E4-Unit_2-Introduction_to_Q_Learning-G6-way_Quiz

中英文对照学习,效果更佳!
原课程链接:https://huggingface.co/deep-rl-course/unit5/curiosity?fw=pt

Mid-way Quiz

中途测验

The best way to learn and to avoid the illusion of competence is to test yourself. This will help you to find where you need to reinforce your knowledge.

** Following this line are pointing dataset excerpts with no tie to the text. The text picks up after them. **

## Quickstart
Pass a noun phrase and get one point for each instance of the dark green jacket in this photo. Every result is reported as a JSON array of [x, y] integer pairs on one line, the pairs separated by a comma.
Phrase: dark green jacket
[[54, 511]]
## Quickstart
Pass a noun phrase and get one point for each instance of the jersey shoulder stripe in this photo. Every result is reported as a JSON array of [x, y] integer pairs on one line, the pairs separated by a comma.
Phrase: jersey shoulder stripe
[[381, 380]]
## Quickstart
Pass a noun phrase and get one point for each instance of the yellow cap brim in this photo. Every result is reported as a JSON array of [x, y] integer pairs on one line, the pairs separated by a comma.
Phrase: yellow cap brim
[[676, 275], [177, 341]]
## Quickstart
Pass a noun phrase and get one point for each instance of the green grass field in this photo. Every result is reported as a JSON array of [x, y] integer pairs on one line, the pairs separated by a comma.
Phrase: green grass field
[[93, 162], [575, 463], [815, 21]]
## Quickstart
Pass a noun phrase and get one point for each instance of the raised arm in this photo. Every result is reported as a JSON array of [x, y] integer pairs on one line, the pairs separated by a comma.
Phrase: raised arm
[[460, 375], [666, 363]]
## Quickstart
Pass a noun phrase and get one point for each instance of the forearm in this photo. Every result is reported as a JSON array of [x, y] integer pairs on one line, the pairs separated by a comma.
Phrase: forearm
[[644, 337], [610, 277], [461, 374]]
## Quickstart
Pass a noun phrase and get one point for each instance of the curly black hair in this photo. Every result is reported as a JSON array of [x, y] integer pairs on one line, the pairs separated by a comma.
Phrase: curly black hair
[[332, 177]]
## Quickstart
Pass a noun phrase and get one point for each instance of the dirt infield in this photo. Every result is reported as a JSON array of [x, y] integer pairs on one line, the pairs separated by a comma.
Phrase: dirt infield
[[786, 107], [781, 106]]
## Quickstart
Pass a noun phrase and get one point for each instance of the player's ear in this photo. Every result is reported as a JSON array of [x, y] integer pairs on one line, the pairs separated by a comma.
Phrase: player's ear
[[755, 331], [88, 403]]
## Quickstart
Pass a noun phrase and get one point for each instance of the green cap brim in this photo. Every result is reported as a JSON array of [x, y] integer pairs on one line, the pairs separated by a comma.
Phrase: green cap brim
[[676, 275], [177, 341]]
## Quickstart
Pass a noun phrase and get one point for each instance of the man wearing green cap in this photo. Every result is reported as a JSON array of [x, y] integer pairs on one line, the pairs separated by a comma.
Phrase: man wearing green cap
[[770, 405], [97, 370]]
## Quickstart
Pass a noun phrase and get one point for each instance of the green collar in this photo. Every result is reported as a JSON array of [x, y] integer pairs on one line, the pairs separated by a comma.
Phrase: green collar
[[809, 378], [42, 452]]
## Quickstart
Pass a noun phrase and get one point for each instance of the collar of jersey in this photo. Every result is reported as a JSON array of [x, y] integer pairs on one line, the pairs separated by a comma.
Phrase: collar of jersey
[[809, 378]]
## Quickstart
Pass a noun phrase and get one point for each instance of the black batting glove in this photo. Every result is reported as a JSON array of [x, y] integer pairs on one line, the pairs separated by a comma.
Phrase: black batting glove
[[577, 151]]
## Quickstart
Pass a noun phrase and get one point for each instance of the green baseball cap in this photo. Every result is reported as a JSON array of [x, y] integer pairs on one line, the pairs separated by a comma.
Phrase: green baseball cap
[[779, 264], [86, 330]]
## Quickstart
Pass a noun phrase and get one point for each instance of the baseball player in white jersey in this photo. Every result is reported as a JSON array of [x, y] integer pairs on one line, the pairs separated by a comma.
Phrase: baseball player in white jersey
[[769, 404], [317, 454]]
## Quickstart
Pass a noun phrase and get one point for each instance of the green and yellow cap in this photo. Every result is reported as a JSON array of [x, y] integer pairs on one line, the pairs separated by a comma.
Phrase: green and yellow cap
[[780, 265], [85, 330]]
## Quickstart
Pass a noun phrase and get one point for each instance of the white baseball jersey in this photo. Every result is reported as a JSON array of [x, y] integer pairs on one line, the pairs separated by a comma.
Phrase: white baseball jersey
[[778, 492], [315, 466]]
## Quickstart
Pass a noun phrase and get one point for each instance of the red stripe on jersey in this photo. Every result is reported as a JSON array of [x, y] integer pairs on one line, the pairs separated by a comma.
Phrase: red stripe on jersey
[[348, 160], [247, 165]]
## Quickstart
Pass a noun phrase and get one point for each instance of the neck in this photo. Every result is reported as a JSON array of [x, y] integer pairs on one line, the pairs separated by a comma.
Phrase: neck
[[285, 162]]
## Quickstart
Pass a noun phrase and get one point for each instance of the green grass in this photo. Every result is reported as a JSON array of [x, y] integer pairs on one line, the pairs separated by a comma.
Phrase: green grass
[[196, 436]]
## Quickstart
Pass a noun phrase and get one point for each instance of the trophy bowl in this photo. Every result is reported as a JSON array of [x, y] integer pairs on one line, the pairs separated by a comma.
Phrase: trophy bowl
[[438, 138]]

学习和避免能力幻觉的最好方法是测试自己。这将帮助你找到你需要加强知识的地方。

Q1: What are the two main approaches to find optimal policy?

问题1:寻找最佳政策的两种主要方法是什么?

Policy-based methods

基于政策的方法

Random-based methods

基于随机的方法

Value-based methods

基于价值的方法

Evolution-strategies methods

进化策略方法

Q2: What is the Bellman Equation?

问2:什么是贝尔曼方程式?

Solution
The Bellman equation is a recursive equation that works like this: instead of starting for each state from the beginning and calculating the return, we can consider the value of any state as:

解决方案Bellman方程是一个递归方程,其工作原理如下:我们可以将任何状态的值视为:

Rt+1 + gamma * V(St+1)

RT+1+伽马*V(ST+1)

The immediate reward + the discounted value of the state that follows

直接回报+随后状态的贴现价值

Q3: Define each part of the Bellman Equation

问题3:定义贝尔曼方程式的每一部分

Bellman equation quiz
Solution
Bellman equation solution

贝尔曼方程测验解贝尔曼方程解

Q4: What is the difference between Monte Carlo and Temporal Difference learning methods?

问4:蒙特卡洛学习方法和时差学习方法有什么不同?

With Monte Carlo methods, we update the value function from a complete episode

使用蒙特卡罗方法,我们从一个完整的情节更新值函数

With Monte Carlo methods, we update the value function from a step

使用蒙特卡罗方法,我们从一个步骤更新值函数

With TD learning methods, we update the value function from a complete episode

使用TD学习方法,我们从完整的一集更新值函数

With TD learning methods, we update the value function from a step

使用TD学习方法,我们从一个步骤更新值函数

Q5: Define each part of Temporal Difference learning formula

问题5:定义时差学习公式的各个部分

TD Learning exercise
Solution
TD Exercise

TD学习练习解决方案TD练习

Q6: Define each part of Monte Carlo learning formula

问题6:定义蒙特卡罗学习公式的每个部分

MC Learning exercise
Solution
MC Exercise
Congrats on finishing this Quiz 🥳, if you missed some elements, take time to read again the previous sections to reinforce (😏) your knowledge.

MC学习练习解决方案MC练习祝贺您完成本次测验🥳,如果您遗漏了一些元素,请花时间再次阅读前面的部分,以巩固(😏)您的知识。